Not only in the P-18 is this concept used but in other pumpers manufactured by Kovatch. There needs to be a hose made of more rigid material, this would have null in voided the need for an internal stiffener or an improved design. It is necessary to reduce the chances of hose blockage regardless of operating conditions. Kolstad stated on February 15, 1989, a P-18 operated by the Air Force at Tyndall Air Force Base, Florida, was unable to supply water to an ARFF vehicle during a pumping operation. It was determined that the "A/S32P-18 tank suction line was restricted by a PVC stiffener inside the rubber suction line, and they installed a clamp around the hose and PVC to hold it in place (Kolstad, 1990)." On August 16, 1989, a similar P-18 deficiency was found at Malstrom Air force Base, Montana. Discussions with the Air Force, Kovatch issued Technical Service Bulletin 86-KFT5-P-18-5, dated August 21, 1989. This called for the removal of the tank to pump hose assembly installed on all 210 A/S32P-18 vehicles and this caused for the replacement of the hose assembly with a new tank to pump hose assembly. This one had a 4 inch PVC internal stiffener, much stronger than the original. This caused Kovatch agreed to conduct all the supplying modification kits directly to all air bases whose addresses were provided by Warner Robins Air Logistics Center (Kolstad 1990). August 22, 1989, the Air Force issued a Materials Deficiency Report this caused a one-time test of all Kovatch P-18 vehicles. This would show if the stiffener installed in the hose had rotated laterally 90 degrees or not. The maximum pump discharge rate of 500 gpm, along with the replacement of the faulty 2-inch stiffener with the greater 4-inch stiffener. This allowed 30 days, eight Air Force bases had quickly responded that tests found similar deficiencies to those described (NTSB, 1990).

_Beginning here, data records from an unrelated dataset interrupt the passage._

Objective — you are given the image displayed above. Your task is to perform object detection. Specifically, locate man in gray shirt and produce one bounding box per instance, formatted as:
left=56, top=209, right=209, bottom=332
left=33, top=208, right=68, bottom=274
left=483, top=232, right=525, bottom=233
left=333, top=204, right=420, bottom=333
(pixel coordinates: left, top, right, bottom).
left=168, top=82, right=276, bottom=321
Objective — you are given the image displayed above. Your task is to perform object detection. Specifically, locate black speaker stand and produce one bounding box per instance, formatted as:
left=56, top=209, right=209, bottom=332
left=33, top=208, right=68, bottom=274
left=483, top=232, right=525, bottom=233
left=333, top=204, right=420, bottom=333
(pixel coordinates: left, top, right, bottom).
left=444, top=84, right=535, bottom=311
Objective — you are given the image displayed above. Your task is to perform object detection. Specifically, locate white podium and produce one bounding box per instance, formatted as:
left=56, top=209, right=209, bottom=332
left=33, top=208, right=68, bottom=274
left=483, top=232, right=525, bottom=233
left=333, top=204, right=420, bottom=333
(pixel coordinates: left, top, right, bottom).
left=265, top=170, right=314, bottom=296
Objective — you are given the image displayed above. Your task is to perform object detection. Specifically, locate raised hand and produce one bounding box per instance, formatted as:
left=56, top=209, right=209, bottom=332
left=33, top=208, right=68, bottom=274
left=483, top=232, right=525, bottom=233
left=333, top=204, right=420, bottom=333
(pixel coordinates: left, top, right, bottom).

Now back to the crash. From the lack of proper procedures being followed and running out of agent. Of the 296 people on board, 111 died in the crash. The majority were killed by injuries sustained in the multiple impacts (as you could see by the video), several in the middle fuselage section directly above the fuel tanks died from smoke inhalation in the post-crash fire. I was very surprised that anybody surprised from this crash, from the video I thought everybody was done. This part of the fire burned for longer than it might have but due to the massive delays in the firefighting efforts. Most of the 185 survivors that were seated right behind first class and ahead of the wings. There were many passengers that were able to walk out through the ruptures through the structure. Several cases of individuals got lost in the high field of corn adjacent to the runway until rescue workers arrived on the scene and escorted them to safety (NTSB 1990).

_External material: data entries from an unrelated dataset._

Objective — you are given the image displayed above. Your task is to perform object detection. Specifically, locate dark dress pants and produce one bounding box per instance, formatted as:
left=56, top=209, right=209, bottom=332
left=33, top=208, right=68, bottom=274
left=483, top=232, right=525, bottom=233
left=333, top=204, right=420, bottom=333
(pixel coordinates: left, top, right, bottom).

Of the passengers of flight 232: 35 died due to smoke inhalation (None was in first class), 75 died for reasons other than smoke inhalation (17 were in first class), 41 were seriously injured (8 were in first class), 121 had minor injuries (1 was in first class), 13 had no injuries (None were in first class) (Conroy, 2005).

The passengers who died for reasons other than smoke inhalation were seated in rows 1-4, 24-25, and 28-38. Passengers who died due to smoke inhalation were seated in rows 14, 16, and 22-30. A person assigned to 20H moved to an unknown seat and died due to smoke inhalation. One person died 31 days after the accident; the NTSB classified his injuries as "serious." Fifty-two children, including four lap children, were on board the flight due to the United Airlines "Children's Day" promotion. This was very ironic and very sad at the same time to hear. Eleven children, including one lap child, died. Many of the children had traveled alone (Conroy, 2005).

In conclusion I am thankful number one for being able to find the video of this specific accident. With the video I was able to fully understand and see the incident. It just wasn't another "story" out of a book. The interviews with the survivors showed how real this situation was and what was going through their mind during this crucial time.